If we start to see stifling of legitimate, civil speech, then I think we have
cause for concern. I'm encouraged that the statement specifically includes

 _We uphold the principles of the scientific method, of fact- and reason-based
objective inquiry. Science is not a special interest; it is not optional.
Science is a foundational ingredient in how we as a society analyze,
understand, and solve the most difficult challenges that we face._

Looking (albeit briefly) online, I found one indication that free speech might
be under threat at MIT:

[http://projects.wgbhnews.org/muzzle-
awards-2015/mit/](http://projects.wgbhnews.org/muzzle-awards-2015/mit/)

This describes a broadening of the MIT anti-hazing policy as including "mental
discomfort", which, according to the author's commentary is part of "the
gradual yet radical transformation of the Massachusetts Institute of
Technology from one of the most robust academic centers of free speech and
free thought in the world, to just another politically correct wannabe gulag."

That said, the text doesn't include any actual incidence of complaints of
these restrictions being applied. If there were, I'd think they'd be included.
Of course, that doesn't mean there _haven 't_ been such occurrences. Such data
would add weight to such allegations.

------
throwbsidbdk
Aka MIT values political correctness over free speech. Great. Reminds me of my
university, they had a "free speech zone" to sidestep the reality that saying
the wrong thing on other parts of campus could get you expelled.

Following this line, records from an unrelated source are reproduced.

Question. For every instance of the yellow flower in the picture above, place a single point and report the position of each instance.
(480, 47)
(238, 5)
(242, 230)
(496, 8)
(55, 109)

Many have labeled trump as a near fascist and one of the hallmarks of such a
regime is suppression of free speech and thought. In banning unpopular speech
MIT has become closer to the very thing it's trying to distance itself from

------
nolepointer
>The President-elect has appointed individuals to positions of power who have
endorsed racism, misogyny and religious bigotry

 _leans into microphone_

Wrong.